Transphobia Gained Ground at the GOP Presidential Conversation This Week

At their third televised debate on Wednesday night, with Florida Governor, the remaining non-Trump Republican presidential candidates stepped up their commitment to transphobia. Former South Carolina governor Nikki Haley and Ron DeSantis competed to be the most anti-trans on stage.

Co-moderator Megyn Kelly questioned New Jersey Governor during the conversation, which was broadcast on the streaming media network NewsNation. Chris Christie revealed his neutral stance on transgender youth. Kelly asked Christie if he was “out of step” with his party after falsely describing gender-affirming care for children as “cutting off body parts.” (This is a typical example of conservative misinformation; in fact, trans youth surgeries are uncommon.)

Christie retorted that he believed the problem to be one of “parents’ rights” and that taking away their ability to make medical decisions would go against Republican small-government principles. “And Megyn, do you know what?” He continued, “I trust parents,” and made a light mention of the “parental rights” movement’s double standards, which forbid parents from affirming their children. Christie argued that “we should be encouraging kids” to instill values in their kids without disclosing what those values ought to be.

Kelly then allowed Haley, DeSantis, and businessman Vivek Ramaswamy to flood in and denounce Christie, each vying to occupy the most advantageous position. DeSantis pretended that doctors are “mutilating” and “cutting off” children’s genitalia and accused supportive families of child maltreatment while savoring the applause of the audience. However, things quickly heated up when DeSantis attacked Haley for opposing a 2016 “bathroom bill,” which sparked several days of argument over who had the better glass police record.

Ramaswamy then added that he thought “transgenderism is a mental health disorder” and, in support of the second conversation, “banning genital mutilation or chemical castration,” compared it to the highways project of former President Ronald Reagan. The exclusion of trans people from gendered sports leagues was referred to as “the women’s issue of our time” by Haley, who was still looking up DeSantis.

The topic of Ramaswamy’s Hindu beliefs was finally brought up by the moderators.

The Republican debates this year have seen an increase in anti-trans rhetoric from the dwindling candidate pool, with Christie being the only centrist left (though still one who criticized Joe Biden for “sleeping with a member of the teachers’ union,” i.e., his wife of several decades). While mediator and FOX News anchor Dana Perino went on the attack against North Dakota Governor, Ramaswamy and former Vice President Mike Pence, who has since withdrawn from the competition, both expressed their support for a national gender-affirming care restriction in September.
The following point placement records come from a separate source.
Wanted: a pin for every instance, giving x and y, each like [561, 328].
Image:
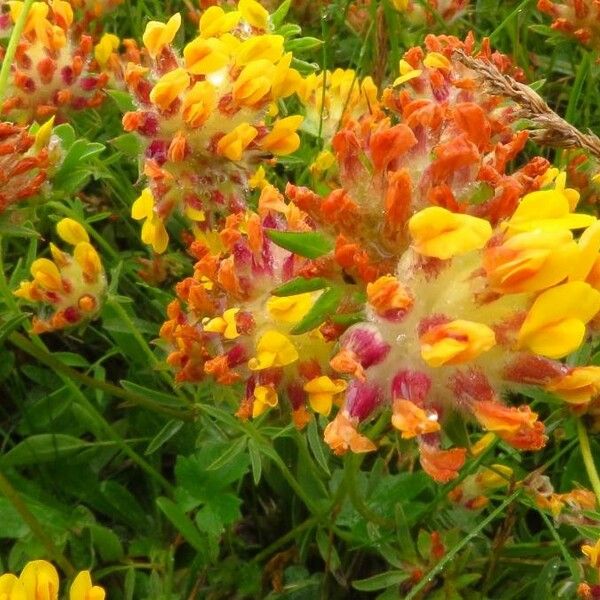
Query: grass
[164, 494]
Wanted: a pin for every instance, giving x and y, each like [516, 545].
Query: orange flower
[442, 465]
[411, 420]
[517, 426]
[341, 435]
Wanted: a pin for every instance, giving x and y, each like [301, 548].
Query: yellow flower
[153, 229]
[323, 392]
[157, 35]
[289, 309]
[71, 231]
[267, 47]
[254, 14]
[578, 387]
[46, 274]
[204, 56]
[456, 342]
[283, 138]
[439, 233]
[589, 246]
[273, 350]
[215, 21]
[168, 87]
[82, 588]
[285, 81]
[265, 397]
[412, 74]
[555, 324]
[253, 84]
[593, 554]
[40, 580]
[199, 103]
[233, 144]
[11, 588]
[105, 47]
[259, 179]
[224, 325]
[548, 210]
[89, 261]
[435, 60]
[43, 134]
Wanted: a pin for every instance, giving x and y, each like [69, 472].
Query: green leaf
[155, 395]
[182, 523]
[107, 543]
[304, 44]
[381, 581]
[309, 244]
[45, 447]
[255, 461]
[300, 285]
[229, 455]
[280, 14]
[164, 435]
[316, 446]
[323, 308]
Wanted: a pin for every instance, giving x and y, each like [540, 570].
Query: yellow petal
[71, 231]
[555, 324]
[439, 233]
[254, 14]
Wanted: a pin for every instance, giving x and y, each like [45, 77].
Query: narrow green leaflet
[309, 244]
[323, 308]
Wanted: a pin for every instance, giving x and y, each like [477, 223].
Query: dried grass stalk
[548, 128]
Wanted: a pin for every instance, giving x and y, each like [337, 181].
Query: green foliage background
[166, 495]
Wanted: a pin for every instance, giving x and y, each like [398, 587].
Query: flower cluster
[39, 579]
[25, 158]
[577, 18]
[69, 288]
[53, 71]
[206, 117]
[475, 281]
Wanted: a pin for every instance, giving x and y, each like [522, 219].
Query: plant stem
[588, 459]
[40, 351]
[124, 316]
[13, 496]
[11, 49]
[428, 578]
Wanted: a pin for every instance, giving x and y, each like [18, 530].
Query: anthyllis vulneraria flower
[25, 159]
[445, 143]
[332, 98]
[477, 280]
[52, 72]
[69, 288]
[577, 18]
[39, 579]
[206, 117]
[431, 11]
[227, 326]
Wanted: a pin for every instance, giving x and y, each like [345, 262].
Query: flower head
[69, 287]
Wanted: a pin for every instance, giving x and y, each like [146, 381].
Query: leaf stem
[43, 356]
[11, 49]
[13, 496]
[588, 459]
[428, 578]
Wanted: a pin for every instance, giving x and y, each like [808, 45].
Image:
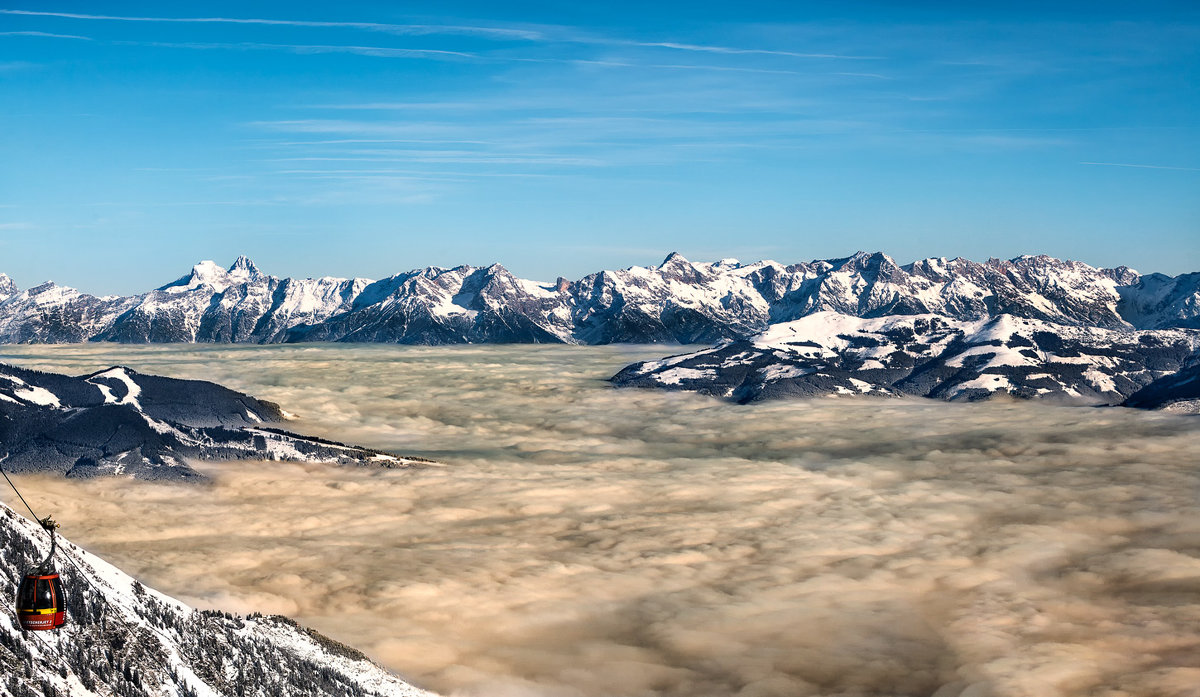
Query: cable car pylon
[41, 601]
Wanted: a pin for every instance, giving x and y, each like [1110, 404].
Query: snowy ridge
[929, 355]
[676, 301]
[123, 638]
[123, 422]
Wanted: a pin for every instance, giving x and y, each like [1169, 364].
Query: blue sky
[561, 138]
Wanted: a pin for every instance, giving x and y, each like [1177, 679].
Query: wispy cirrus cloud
[313, 48]
[45, 35]
[405, 29]
[545, 35]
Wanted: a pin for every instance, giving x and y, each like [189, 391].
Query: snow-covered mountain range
[677, 301]
[124, 638]
[930, 355]
[120, 421]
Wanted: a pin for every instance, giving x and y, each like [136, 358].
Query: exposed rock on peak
[243, 269]
[119, 421]
[928, 355]
[677, 301]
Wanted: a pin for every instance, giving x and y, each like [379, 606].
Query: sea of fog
[579, 540]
Doug Burgum for claiming that the issue of transgender medical was a “state’s right” one. GOP politicians and conservative pundits have rushed this year to exaggerate trans medication by falsely accusing doctors of amputation, yet comparing such care to performing lobotomies, as a fresh Media Matters statement noted this week.

Trump has made it clear he would swiftly implement such fascist measures if reelected, calling trans people “deranged” and their identities “insanity” at campaign stops earlier this year. He hasn’t yet appeared at any of the debates (he’s much too busy auditioning to be the next top felon in America). Is this sufficient justification to stop referring to Ron and him as “fruity”?